Using tests to sequence the genome of a cancer patient's tumor without also testing their normal tissue could be leading doctors to prescribe tumor-attacking drugs that may be ineffective, a study suggests.
Looking at genetic changes in a tumor could misdirect treatment decisions for almost half of patients unless they are first compared with similar genetic examinations of their noncancerous tissues, researchers at the Johns Hopkins Kimmel Cancer Center say.
The comparison could eliminate false positives that can have doctors prescribing treatments that turn out to be ineffective, they say in a published report on their study in Science Translational Medicine.
Genomic testing of tumors is increasingly utilized to help doctors choose cancer therapies designed to target DNA changes in tumor cells that allow them to survive and spread.
The problem, the researchers say, is that the tests don't often sequence the DNA of a patient's healthy cells to determine what mutations a patient was born with as opposed to those that are unique to the patient's particular cancer.
In a study led by Dr. Victor Velculescu of Johns Hopkins, who is also a co-founder of Personal Genome Diagnostics, both tumor tissue and healthy tissue from 815 patients with various kinds of cancer were sequenced.
Two-thirds of the mutations detected in the tumors were also present in patient's healthy tissues, they found, suggesting they weren't driving the cancer.
"They were false positives," Velculescu says, explaining that not all genetic changes seen in a cancer are directly linked to that cancer.
Some of them, he says, are what are known as germline changes, inherited mutations in genes found in a person's normal tissues that differ from individual to individual.
"We all carry variations in our germline genome. They're part of what makes us individually unique," says study co-author Dr.

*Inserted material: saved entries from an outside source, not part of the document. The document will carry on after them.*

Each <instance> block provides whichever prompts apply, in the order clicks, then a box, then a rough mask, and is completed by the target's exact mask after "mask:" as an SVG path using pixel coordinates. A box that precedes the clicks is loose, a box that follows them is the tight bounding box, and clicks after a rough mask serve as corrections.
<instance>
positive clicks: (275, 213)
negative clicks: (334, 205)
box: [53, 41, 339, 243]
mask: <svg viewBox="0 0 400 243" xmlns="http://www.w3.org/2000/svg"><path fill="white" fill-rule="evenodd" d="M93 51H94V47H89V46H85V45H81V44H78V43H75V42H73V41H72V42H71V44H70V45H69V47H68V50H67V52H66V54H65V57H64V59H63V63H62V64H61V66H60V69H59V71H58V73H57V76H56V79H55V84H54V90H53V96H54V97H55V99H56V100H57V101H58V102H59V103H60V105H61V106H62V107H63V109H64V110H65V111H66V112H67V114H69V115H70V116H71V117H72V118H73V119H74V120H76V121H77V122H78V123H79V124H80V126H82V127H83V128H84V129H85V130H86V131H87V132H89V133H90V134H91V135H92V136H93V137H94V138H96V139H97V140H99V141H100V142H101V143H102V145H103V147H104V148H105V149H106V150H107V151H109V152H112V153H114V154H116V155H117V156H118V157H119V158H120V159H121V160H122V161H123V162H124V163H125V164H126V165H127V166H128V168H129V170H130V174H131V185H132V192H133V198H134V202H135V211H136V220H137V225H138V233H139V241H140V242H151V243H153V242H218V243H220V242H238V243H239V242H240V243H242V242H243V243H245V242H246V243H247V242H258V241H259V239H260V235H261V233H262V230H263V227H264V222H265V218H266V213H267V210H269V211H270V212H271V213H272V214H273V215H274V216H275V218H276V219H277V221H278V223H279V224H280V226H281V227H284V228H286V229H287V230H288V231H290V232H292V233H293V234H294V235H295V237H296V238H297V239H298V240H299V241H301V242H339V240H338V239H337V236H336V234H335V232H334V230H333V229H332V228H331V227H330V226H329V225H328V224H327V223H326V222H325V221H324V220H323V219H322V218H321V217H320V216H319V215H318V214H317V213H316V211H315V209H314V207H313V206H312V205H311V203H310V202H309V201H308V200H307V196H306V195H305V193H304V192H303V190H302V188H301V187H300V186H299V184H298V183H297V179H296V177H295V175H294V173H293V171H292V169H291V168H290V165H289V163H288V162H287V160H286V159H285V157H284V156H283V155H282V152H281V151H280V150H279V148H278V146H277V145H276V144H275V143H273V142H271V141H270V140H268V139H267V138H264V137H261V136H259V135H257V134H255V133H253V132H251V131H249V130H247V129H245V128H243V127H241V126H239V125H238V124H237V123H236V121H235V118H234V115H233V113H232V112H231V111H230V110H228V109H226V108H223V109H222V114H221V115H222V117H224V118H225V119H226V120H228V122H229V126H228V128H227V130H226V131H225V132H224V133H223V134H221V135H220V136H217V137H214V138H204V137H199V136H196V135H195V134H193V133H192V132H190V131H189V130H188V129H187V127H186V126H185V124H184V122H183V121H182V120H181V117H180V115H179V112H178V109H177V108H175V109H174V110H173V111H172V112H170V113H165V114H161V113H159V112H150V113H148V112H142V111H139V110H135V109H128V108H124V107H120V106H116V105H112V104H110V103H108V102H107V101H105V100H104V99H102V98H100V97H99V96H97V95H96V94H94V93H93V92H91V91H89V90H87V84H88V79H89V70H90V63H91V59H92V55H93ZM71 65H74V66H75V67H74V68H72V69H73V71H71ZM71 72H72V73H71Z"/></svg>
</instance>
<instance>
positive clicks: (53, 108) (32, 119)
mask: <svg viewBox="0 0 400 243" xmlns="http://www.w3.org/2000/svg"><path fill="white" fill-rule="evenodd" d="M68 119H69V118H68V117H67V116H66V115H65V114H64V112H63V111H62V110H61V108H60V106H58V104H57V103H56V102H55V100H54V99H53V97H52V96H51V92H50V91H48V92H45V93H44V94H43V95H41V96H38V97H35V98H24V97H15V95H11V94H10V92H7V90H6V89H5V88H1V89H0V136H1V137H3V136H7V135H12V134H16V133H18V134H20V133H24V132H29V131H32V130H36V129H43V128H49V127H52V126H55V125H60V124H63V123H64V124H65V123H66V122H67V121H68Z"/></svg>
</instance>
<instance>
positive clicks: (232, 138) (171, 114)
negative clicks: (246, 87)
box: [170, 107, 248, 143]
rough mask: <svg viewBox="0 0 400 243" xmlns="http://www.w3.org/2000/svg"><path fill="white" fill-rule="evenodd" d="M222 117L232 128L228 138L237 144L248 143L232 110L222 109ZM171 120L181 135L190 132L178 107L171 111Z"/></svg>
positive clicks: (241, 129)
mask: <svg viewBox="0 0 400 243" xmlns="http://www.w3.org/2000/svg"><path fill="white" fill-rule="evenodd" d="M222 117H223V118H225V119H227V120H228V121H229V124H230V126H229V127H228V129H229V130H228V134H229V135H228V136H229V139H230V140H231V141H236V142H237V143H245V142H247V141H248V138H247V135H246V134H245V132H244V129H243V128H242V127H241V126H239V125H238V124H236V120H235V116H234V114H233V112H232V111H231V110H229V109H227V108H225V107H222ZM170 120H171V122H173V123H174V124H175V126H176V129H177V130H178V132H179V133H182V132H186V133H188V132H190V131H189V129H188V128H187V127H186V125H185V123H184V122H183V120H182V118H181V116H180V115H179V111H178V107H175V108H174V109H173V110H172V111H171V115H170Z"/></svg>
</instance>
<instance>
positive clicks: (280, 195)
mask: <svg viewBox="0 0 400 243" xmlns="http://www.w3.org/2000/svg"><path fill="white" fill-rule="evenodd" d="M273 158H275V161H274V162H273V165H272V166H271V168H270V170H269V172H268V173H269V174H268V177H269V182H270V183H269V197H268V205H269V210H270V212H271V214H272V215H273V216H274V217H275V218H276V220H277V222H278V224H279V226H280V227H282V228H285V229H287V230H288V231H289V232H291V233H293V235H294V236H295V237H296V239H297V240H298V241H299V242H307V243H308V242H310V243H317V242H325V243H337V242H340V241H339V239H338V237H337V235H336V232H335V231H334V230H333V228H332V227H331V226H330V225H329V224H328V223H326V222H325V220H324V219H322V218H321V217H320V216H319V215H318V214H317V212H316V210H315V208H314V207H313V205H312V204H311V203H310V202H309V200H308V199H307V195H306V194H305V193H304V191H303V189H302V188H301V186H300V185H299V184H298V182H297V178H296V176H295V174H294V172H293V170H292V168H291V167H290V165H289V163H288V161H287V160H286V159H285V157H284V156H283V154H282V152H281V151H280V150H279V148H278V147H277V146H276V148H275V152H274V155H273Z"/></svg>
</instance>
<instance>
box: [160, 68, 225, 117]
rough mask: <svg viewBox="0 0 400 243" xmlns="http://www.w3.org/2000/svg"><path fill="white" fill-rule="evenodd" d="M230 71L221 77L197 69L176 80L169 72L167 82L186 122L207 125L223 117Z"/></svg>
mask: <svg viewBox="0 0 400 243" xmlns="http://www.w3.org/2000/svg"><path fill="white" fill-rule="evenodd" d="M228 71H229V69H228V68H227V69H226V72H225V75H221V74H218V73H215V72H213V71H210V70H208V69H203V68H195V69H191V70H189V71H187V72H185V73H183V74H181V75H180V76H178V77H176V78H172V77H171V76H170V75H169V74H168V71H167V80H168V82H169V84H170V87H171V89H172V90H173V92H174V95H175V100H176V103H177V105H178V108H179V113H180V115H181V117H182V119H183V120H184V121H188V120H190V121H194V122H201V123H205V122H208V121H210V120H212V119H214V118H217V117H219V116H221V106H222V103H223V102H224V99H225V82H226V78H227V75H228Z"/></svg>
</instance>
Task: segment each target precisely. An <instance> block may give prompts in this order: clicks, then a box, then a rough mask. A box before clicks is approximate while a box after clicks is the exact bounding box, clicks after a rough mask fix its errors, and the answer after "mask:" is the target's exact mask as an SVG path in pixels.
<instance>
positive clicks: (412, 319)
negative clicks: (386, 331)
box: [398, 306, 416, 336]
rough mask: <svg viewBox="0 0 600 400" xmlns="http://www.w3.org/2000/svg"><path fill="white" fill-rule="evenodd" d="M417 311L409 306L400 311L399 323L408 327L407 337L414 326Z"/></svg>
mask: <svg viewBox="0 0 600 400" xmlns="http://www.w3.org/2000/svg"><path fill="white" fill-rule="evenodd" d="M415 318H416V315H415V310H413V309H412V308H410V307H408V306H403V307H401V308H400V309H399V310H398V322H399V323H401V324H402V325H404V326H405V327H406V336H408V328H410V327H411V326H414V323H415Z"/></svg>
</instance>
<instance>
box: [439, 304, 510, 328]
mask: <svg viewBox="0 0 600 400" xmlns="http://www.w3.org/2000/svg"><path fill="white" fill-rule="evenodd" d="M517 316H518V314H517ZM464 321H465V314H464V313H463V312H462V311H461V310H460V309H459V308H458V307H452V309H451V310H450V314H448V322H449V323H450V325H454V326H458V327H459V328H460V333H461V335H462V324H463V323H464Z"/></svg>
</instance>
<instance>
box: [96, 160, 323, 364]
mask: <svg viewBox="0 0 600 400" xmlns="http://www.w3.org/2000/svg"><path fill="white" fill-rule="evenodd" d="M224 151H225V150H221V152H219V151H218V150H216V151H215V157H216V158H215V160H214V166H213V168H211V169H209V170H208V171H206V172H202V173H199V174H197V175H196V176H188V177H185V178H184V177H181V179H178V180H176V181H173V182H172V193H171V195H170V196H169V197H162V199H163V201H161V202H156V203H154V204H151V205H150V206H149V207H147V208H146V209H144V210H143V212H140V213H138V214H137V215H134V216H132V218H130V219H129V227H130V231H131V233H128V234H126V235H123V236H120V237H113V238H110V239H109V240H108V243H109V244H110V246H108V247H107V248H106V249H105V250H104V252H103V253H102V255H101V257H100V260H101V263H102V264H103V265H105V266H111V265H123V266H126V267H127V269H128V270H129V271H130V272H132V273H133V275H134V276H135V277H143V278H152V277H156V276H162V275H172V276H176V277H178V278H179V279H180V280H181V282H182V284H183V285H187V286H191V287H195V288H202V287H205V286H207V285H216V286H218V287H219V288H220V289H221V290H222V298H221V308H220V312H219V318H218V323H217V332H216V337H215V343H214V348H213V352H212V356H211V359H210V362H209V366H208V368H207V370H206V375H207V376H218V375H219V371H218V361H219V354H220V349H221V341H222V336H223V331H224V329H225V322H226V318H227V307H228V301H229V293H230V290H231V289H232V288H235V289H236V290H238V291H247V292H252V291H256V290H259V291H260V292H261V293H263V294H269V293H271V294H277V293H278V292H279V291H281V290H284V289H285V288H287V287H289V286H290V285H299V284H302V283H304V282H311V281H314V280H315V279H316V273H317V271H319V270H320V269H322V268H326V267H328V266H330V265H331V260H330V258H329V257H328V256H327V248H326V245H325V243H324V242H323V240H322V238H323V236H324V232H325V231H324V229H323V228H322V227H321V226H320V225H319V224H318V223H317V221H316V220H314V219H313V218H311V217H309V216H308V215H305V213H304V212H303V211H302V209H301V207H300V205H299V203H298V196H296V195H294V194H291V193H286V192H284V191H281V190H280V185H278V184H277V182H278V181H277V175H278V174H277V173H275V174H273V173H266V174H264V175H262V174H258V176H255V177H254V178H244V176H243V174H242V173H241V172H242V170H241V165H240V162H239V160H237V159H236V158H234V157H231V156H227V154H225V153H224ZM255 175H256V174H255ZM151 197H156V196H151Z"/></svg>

Valsamo Anagnostou of the Johns Hopkins University School of Medicine.
"Only by comparing the genetic sequence of an individual's tumor and his or her own normal cells can clinicians know which changes are more likely to be cancer-related and which treatments are likely to work," he says.
However, the chief scientist at Foundation Medicine, a pioneer in tumor profiling, says he refutes the suggestion that sequencing of both tumors and normal tissue can improve results.
Most of the false positives in the new study are of unknown significance, Foundation's Phil Stephens says, and the genes his company's tests focus on are "unambiguous cancer drivers."
The Johns Hopkins researchers acknowledge there would be hurdles to implementing genetic analyses of both tumors and normal tissue in a clinical setting.
One is cost; gene sequencing of tumors can begin at several thousand dollars and more, a price that would increase if DNA of normal tissues was also sequenced.